What this debate does make clear is that we must find a better way to support businesses and their employees, and I think we would be hard pressed to find anyone who disagrees with this idea. When bankruptcies occur, far too often there is a long list of creditors and individuals who need to be made whole and there is unfortunately not enough money to go around in many instances.
We also must consider the effects on the supply chain of a company that is unable to restructure its debt. What happens to the employees that work for the suppliers? There are all kinds of small business suppliers that could be shut out in the event of a bankruptcy.
A working paper by the OECD regarding priority creditor rights for pension funds discusses this issue. One of the arguments against measures like what Bill C-253 proposes is that, if this were allowed, a range of social issues could come forward claiming priority rights, such as health benefits or environmental claims to name a couple. Would these be prioritized over pensions? How would we decide that?
The OECD working paper makes also makes a strong case against changing the position of pension claims within the creditor rankings. This argument centres upon the fact that, aside from the complications of changing bankruptcy legislation, doing so may be harmful to capital markets and damaging to the investment climate.
If pension funds are given superpriority status, other creditors, who may be small trades and personal creditors, would be bumped down the line, increasing their credit risk. These suppliers may also be hesitant to provide their services in a pension superpriority environment. Also, lenders, given the additional risk, could in turn pass this risk on to businesses in the form of more expensive interest rates and capital. As well, the marketplace could be adversely impacted with increased bad debts and potential failures. This could result in less confidence in our financial markets. It could also make Canadian businesses less competitive vis-à-vis foreign jurisdictions that do not have such a law.

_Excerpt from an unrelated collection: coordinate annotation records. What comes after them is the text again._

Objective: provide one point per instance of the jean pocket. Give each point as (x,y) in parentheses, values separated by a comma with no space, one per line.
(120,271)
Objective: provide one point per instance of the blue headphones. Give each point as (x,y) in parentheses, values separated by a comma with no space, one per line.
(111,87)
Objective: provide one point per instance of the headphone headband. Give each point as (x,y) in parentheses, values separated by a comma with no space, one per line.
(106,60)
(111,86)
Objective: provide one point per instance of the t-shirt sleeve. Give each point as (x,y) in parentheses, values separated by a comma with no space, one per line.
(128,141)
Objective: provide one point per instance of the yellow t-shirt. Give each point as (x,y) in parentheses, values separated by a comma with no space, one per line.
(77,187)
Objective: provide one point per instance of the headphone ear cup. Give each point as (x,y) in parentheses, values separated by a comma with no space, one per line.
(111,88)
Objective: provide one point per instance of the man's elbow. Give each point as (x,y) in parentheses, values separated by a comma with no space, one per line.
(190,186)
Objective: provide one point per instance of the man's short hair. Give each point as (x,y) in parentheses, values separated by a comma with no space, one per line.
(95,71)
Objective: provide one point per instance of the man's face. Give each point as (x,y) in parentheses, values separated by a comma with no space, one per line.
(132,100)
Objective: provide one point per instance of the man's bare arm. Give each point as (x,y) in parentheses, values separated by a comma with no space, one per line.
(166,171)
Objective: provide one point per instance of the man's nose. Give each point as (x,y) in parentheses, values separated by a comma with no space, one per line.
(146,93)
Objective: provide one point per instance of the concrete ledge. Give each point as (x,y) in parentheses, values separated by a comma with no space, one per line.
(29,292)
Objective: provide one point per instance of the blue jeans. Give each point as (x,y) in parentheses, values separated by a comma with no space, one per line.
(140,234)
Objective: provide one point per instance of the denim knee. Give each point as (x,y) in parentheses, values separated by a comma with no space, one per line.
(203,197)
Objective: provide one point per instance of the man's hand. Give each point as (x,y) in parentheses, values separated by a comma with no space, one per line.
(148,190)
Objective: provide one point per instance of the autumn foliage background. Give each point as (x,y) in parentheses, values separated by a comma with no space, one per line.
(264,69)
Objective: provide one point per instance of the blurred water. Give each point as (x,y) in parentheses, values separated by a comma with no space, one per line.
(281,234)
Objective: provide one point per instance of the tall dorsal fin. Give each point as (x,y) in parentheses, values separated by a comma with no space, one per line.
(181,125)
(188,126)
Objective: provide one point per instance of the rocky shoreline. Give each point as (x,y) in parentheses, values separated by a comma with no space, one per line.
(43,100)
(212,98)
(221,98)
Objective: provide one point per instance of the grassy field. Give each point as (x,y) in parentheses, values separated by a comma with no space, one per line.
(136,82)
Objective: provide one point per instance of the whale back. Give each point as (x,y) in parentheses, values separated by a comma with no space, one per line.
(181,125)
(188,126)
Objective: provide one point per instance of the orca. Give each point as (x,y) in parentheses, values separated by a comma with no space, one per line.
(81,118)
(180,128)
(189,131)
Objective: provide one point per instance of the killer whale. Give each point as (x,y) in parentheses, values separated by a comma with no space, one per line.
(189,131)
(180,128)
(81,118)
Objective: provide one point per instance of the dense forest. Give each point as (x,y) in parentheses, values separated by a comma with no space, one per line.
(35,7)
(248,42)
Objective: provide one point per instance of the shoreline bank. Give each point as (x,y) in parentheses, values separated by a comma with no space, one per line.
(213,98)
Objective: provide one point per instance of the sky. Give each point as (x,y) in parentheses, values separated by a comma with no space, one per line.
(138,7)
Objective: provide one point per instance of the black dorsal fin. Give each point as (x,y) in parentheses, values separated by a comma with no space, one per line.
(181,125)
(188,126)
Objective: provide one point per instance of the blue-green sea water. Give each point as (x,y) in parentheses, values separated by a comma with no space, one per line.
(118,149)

It could also be argued that any change in the ranking of pension obligations would have a negative impact on credit cost and availability. One alternative to help address the issue might instead be to make it illegal for shareholders to strip a company of its cash in the form of dividends when there is a pension shortfall. If we look at what happened with Sears Canada, it is an example of where this type of change would have benefited pensioners.
Its majority shareholder, an American hedge fund, took out billions in cash from the company. In 2005, the hedge fund took out $1.5 billion. In 2010, it took out $750 million, and in 2012, it took out $100 million. However, in 2007 there was already a pension shortfall of $36 million and that shortfall continued to widen, reaching $267 million by 2015. There would have been more than enough cash available to Sears Canada to cover its $36-million pension shortfall in 2007, and any other future shortfall, if cash were not being withdrawn from the company at a challenging time, so rules to prohibit dividend stripping when a pension is in a shortfall could be beneficial by allowing a company access to more cash to cover its losses. As a result, that could serve as an effective tool.
Another option could be pension plan insurance, which companies would pay into in the event a pension is unfunded and a company faces insolvency.
There are different alternatives to solving the problem this bill proposes to address. I believe at committee there will be more alternatives discussed. There we will have a chance to have a full discussion of the benefits and pitfalls to be brought forward and addressed by hearing from witnesses, such as workers, employers, academics, financial institutions and others. I think as we work toward a solution on this issue, we must remain focused on ensuring there is a balanced approach.
The security of pension plans for workers must remain top of mind, but we must also avoid measures that could discourage investors and lenders from trying to save a company in despair. King Solomon would expect nothing less of us.